This restless immortality is what Lilith craves but cannot have, for she must be silenced and made to sleep and rise again, ultimately imprisoned by her creator. She is trapped in MacDonald's patriarchal Christian universe. The fascination with Lilith, then, is with the ending-or the supposed closure to Lilith's character-which forces MacDonald to "tame" the monster thematically and structurally in the fantasy. Two key scenes reflect this tension that MacDonald is unable (and maybe unwilling) to resolve. The first scene concerns Adam and Lilith when they "meet" in Vane's house after he climbs a tree back into the "real" narrative world. Adam reads from a fragmented manuscript which is Lilith's story in her own words. McGillis points out that "Adam reads this book in order to reassume control over his first wife Lilith, to put an end to her protean behaviour [. . .] The book which contains her words is used to control her" (46). Adam tells Vane of Lilith's history: God "brought me an angelic splendour to be my wife: there she lies! For her first thought was power; she counted it slavery to be one with me, and bear children for Him who gave her being" (154). Lilith's designated role is to be an angelic mother-figure. But Lilith rebels and is sent off into the night world. Adam gets a new wife, Eve, whom Adam describes as follows: "but my Eve repented, and is now beautiful as never was woman or angel, while her groaning, travailing world is the nursery of our Father's children" (155). Eve is reduced to a beautiful object-an angel-whose primary function is as child bearer. Adam even tells Vane: "for even Lilith shall be saved by her childbearing" (154). Upon hearing Adam, Lilith, who has been hearing all this as a Persian cat, transforms into "a woman once more" and says, "I will not repent. I will drink the blood of thy child" (156). In this scene the self-postponement that Lilith finds herself facing is clear: to remain her own Self, or repent and become a wife/mother/angel in the service of Adam and God.

The other central scene entails Mara, Adam and Eve's daughter and "double" of Lona, Lilith's daughter whom Lilith has killed. Mara attempts to get Lilith to repent. Mara, however, represents bitterness and lives in the House of Sorrow, which may represent the loss of female identity--it is bitter and sad, as Rossetti's Laura can attest to. Mara tells Lilith that if she will repent and give herself over to Adam, she will be "remade" into her proper image as woman. Again, Lilith rebels. Lilith's desire for Self is seen in her challenge to Mara as she catalogues her defiance in a series of epitaphs:

"I will be myself and not another!"

"I will be what I mean myself now."

"I would do after my nature."

"I will do as my Self pleases--as my Self desires."

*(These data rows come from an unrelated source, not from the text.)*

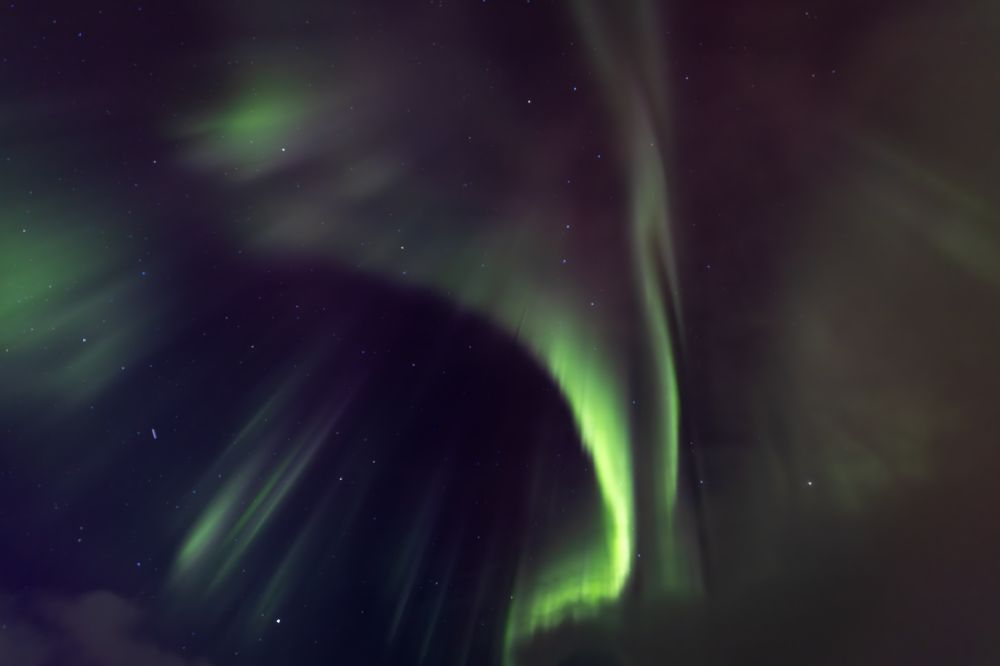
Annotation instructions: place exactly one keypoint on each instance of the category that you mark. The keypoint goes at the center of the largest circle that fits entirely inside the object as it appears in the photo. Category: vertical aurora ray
(599, 358)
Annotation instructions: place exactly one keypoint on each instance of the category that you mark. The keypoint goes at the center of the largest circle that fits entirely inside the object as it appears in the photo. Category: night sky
(621, 333)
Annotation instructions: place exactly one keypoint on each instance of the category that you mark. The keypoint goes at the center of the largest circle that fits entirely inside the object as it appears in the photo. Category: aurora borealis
(483, 332)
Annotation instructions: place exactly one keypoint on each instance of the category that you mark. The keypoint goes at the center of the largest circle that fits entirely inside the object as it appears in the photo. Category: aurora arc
(583, 352)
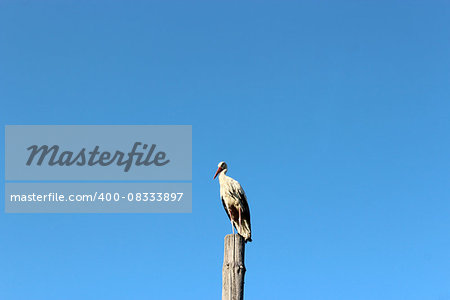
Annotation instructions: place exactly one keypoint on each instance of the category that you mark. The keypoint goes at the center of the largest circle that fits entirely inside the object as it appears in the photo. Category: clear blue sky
(333, 116)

"I will do what I will to do."

"I am what I am; no one can take from me myself!"

"Another shall not make me!"

"No one ever made me. I defy that Power to unmake me from a free woman!" (208-09).

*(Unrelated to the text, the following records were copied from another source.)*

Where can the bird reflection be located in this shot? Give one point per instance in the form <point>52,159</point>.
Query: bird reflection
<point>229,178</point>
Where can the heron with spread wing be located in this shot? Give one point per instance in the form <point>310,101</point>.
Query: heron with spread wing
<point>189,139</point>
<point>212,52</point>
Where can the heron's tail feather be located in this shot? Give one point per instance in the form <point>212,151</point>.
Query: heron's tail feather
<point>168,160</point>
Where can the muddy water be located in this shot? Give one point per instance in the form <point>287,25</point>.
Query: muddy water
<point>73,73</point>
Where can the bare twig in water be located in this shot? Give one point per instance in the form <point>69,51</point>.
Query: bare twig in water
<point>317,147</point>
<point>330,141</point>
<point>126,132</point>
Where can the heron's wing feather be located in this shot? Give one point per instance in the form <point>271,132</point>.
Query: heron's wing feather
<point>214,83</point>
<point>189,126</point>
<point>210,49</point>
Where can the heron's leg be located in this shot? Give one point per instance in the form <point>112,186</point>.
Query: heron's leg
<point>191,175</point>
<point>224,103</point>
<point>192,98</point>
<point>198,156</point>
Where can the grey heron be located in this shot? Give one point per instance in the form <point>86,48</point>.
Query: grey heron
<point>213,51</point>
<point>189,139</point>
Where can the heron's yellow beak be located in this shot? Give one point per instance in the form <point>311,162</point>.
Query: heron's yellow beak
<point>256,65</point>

When Mara tells Lilith that if she does not repent she will suffer, Lilith answers: "But be free!" (209). Lilith's defiance is centred around her desire for the power of Self. Even when Mara has her look into a mirror to see her Self, Lilith states: "I will not be remade! [. . .] I will not be aught of his making" (211-12); "I will yet be mistress of myself! I am still what I have always known myself--queen of Hell, and mistress of the worlds! (215).

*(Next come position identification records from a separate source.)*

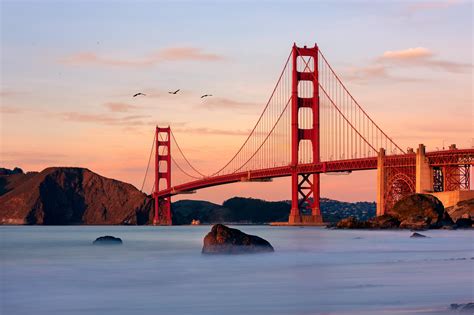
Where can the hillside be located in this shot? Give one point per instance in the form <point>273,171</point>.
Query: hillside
<point>67,195</point>
<point>250,210</point>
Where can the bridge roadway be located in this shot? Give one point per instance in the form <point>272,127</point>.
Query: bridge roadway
<point>436,158</point>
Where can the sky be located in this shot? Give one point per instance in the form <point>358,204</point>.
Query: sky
<point>69,69</point>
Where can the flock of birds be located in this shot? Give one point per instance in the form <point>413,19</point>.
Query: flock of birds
<point>170,92</point>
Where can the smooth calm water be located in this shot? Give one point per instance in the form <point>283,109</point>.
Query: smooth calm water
<point>160,270</point>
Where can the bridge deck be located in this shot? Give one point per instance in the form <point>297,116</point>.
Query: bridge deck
<point>446,157</point>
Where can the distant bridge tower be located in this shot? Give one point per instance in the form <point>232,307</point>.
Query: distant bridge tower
<point>305,188</point>
<point>162,176</point>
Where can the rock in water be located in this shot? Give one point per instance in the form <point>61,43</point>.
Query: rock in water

Thus we face the crux of the narrative problem: what can be done with Lilith in the narrative? Should she remain free? Or should she be subdued? Should she become fulfilled? Or should she remain in a lack? MacDonald, it seems, writes himself into an impasse, for at the end of the fantasy he unconvincingly (in the narrative sense, not necessarily in terms of MacDonald's Christian world view) "converts" Lilith, domesticates her so she can be like the other women in the fantasy--Eve, Mara, and Lona, all angels, all Great Mothers. But Lilith has continually rejected these roles; thematically and aesthetically she should remain a monster. After all, she has just killed her own daughter. Nina Auerbach recognises MacDonald's fictional problem:

Lilith seems too large and suggestive a figure for MacDonald's religious allegory to encompass; his declamatory female overreacher stalks about without being given much to do until she is chastened by an abruptly introduced and not very convincing male, Adam. MacDonald further dilutes his queen by counterbalancing her ambition against the benevolent wisdom of Eve, Mara, and Lona, three "good" ruling women who preside over the House of Death, soothing its inhabitants into a mesmeric trance to await a vague universal awakening. (38)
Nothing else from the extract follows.